My mom fell, was hospitalized, and is going to rehab. It might be weeks before discharge. It took years to find an “independent” caregiver. Previously, she took care of our doctor’s grandmother. She comes highly recommended, is trustworthy, but also very $$$$. I’m afraid to be left with no one when mom is discharged to home, but she of course wants to be paid to stay on. What to do??? Has anyone else been in this situation?
I did this with my DH aunt who is now in a NH but I didn’t want to lose her aides and I didn’t know at the onset what would happen. She actually still has one of her private aides who works for the hospice company we use. It has been a win-win for my family.
To me, your mom will be much better cared for if you add the aide now and you will have great support. I assume your mom has good insurance and mom won’t be out more money than she would have been if the hospitalization hadn’t happened.
Also, a good private aide can be difficult to find. She needs her income just as you or I would.
It is a unique opportunity to have an aide plugged in from day one and can set the stage for an ongoing good relationship.
If your mother can afford it, you might consider having her stay with your mother through hospital and rehab. Most places are understaffed and she can keep her eye on any less than acceptable care. It made me feel less anxious about him being in a clearly understaffed facility.
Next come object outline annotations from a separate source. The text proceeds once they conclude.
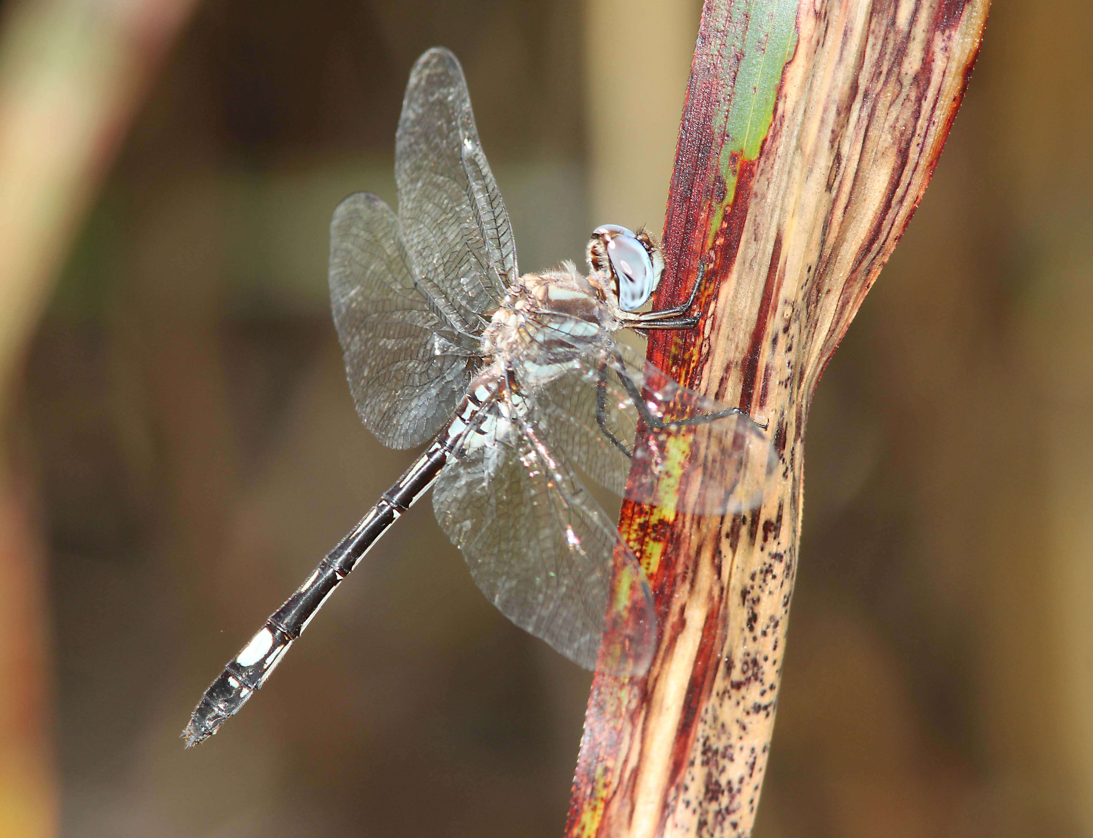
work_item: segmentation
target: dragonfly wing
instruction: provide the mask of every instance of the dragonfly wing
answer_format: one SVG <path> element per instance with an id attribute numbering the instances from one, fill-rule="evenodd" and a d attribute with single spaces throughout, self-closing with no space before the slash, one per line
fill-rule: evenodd
<path id="1" fill-rule="evenodd" d="M 761 425 L 613 341 L 533 398 L 554 449 L 639 503 L 703 515 L 753 509 L 777 464 Z"/>
<path id="2" fill-rule="evenodd" d="M 462 69 L 434 48 L 414 64 L 395 139 L 399 217 L 418 271 L 478 315 L 517 278 L 516 245 L 482 152 Z"/>
<path id="3" fill-rule="evenodd" d="M 644 673 L 656 647 L 645 574 L 532 423 L 505 416 L 510 406 L 486 408 L 440 473 L 437 520 L 479 588 L 516 625 L 586 669 L 597 666 L 603 638 L 602 670 Z"/>
<path id="4" fill-rule="evenodd" d="M 374 194 L 330 224 L 330 300 L 356 412 L 380 442 L 410 448 L 459 404 L 478 363 L 414 274 L 399 220 Z"/>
I am 88 and fell and broke my hip. It was replaced during Covid. The month in rehab was so bad that I wrote a review in Yelp of the nursing care. The post was read by the marketing people, and several were terminated. If I had been able to have my caregiver, I would not have received such treatment that I had no way to stop until I remembered Yelp on the internet. Mom will appreciate the extra attention to her care.
although your loved one is in rehab, she will need support there. Even great rehab locations are short on help. You need constant eyes on your mom to ensure she gets proper care. If no one shows up to check you can’t assume care is doing everything needed. When my dad was in rehab someone went every day. Once he got meds meant for someone else. Or another patient kept going in his room looking for his wife. Things happen and you will need help.
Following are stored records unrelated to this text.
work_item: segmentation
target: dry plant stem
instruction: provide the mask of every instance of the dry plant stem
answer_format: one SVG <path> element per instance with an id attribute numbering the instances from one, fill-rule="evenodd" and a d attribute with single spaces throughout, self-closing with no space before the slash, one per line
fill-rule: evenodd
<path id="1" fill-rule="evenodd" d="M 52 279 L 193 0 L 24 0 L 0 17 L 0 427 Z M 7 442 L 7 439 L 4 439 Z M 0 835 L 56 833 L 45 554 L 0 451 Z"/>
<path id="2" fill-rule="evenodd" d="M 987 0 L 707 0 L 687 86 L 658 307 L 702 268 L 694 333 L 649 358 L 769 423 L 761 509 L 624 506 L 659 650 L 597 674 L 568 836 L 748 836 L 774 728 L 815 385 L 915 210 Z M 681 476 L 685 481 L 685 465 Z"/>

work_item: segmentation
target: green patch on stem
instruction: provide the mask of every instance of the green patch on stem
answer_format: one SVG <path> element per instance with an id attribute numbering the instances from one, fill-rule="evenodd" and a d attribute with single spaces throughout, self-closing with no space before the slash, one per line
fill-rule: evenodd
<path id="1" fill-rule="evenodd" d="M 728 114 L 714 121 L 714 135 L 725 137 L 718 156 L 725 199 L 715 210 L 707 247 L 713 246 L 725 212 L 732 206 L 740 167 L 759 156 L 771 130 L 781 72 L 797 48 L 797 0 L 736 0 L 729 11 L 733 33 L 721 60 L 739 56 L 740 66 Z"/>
I agree that keeping the help on is a luxury but it will help you sleep better at night.
best wishes
:)
by the way:
"Once he got meds meant for someone else."
awful!! scary, they make such mistakes!!
Hard to find good help, so if there's a way to keep her - do it. You might even offer her a lower flat rate per week that lets her off the hook for working, but ensures she comes back when mom released....and get a contract signed to whatever is agreed to.
Are you able to afford it?
If the answer to both these questions is yes, then I would HAPPILY pay to keep her. I would tell her to consider herself on paid vacation while Mom is in rehab. If Mom comes out of rehab in the meantime your well rested and very happy and willing caregiver will be waiting.
Not everyone can afford to do this. If you CAN, I think it a wonderful expenditure to make "good" happen.